The authors conclude "Applying the Stockholm consensus and its subsequent Milan review to the results: the maximum level in quality requirements for HbA1c is an allowable total error (TEa) = 3%, G8...is a poor result, and HA-8180V and D-100 are both in region 1 [Sigma]...which is an unacceptable result."

This conclusion, for once, seems a bit harsh to us. Usually we see authors that are too kind, suffering from a bias toward reaching positive conclusions. It's nice to see that sometimes the authors are unsparing in their evaluations. However, the 3% Ricos desirable TEa may be so demanding that NO method on the market can achieve acceptable performance. Rather than halt all HbA1c testing around the world while we wait for better engineering, perhaps we should consider other goals. Both the NGSP, CAP, and Erna Lenters-Westra have concluded that a TEa goal around 6.0 to 6.7% is appropriate for the clinical use of the test.

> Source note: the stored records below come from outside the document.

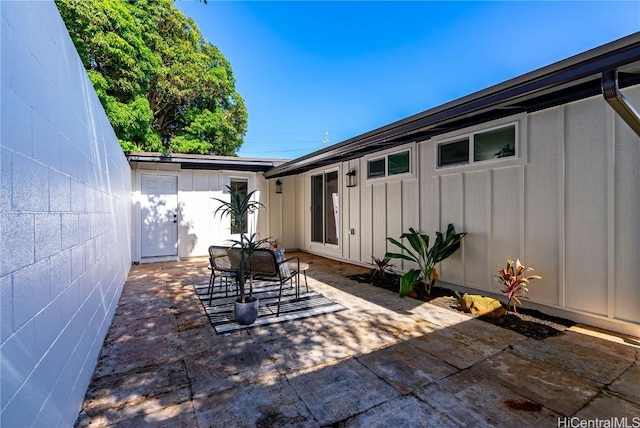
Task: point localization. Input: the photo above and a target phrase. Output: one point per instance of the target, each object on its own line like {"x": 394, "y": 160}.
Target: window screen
{"x": 399, "y": 163}
{"x": 376, "y": 168}
{"x": 493, "y": 144}
{"x": 453, "y": 153}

[Notice that even in their conclusion, the authors omitted discussion of the Bio-Rad Variant II Turbo. It simply was off the charts poor, no matter which of these goals was applied.]

Ern Lenters-Westra, in the HbA1c method validation work her laboratory performs,  has a detailed set of specifications for HbA1c performance. It's worth using those to make one final check of method performance.

The [Lenters-]Westra Rules:

  • As already noted, TEa for DCCT % Hba1c should be 6.7%
  • CV in CLSI EP-5 should be at 48 mmol/mol and 75 mmol/mol < or equal to 3% in SI units or < or equal to 2% in DCCT units
  • Bias in CLSI EP-9 at 48 mmol/mol and 75 mmol/mol compared with the mean of at least 3 certified secondary reference measurement procedures should < or equal to 2 mmol/mol or < or equal to 0.2% DCCT units.
  • The IFCC/EFLM TF-HbA1c [task force for HbA1c standardization] has set default risk levels of 2σ for routine laboratories and 4σ for laboratories performing clinical trials.

If we apply all these criteria, does that change our acceptance of the methods?

HbA1c HPLC methods 
Instrument Information (DCCT, %HbA1c)
TEST control
Target Values Bias Units % Bias % CV Westra Sigma
Menarini HA-8080V Glyco HbA1c control  5.8 0.1 0.9 1.2 5.01
10.7 0.13 1.2 1.4 3.96
Bio-Rad D-100
 
Lyphocheck Diabetes control
 
5.25 0.02 0.3 1.2 5.3
9.7 0.1 1.0 1.7 3.38
Tosoh G8 Tosoh HbA1c control  5 0.12 2.4 0.8 5.6
9.9 0.08 0.8 0.5 11.6
Bio-Rad
Variant II Turbo
 
Lyphocheck Diabetes control
 
5.25 0.22 0.22 4.9 0.5
9.7 0.25 0.25 3.6 1.2

Again, the "Westra Rules" show that the bias and the imprecision of the Variant II Turbo is unacceptable, so it's no wonder that the resulting Sigma-metric is also unacceptable as well. Three of the four methods are acceptable with the Westra criteria and the TF-HbA1c guidance on acceptable Sigma levels. But the implementation challenges of applying proper QC design may be such that only a method like the Tosoh G8 is desirable.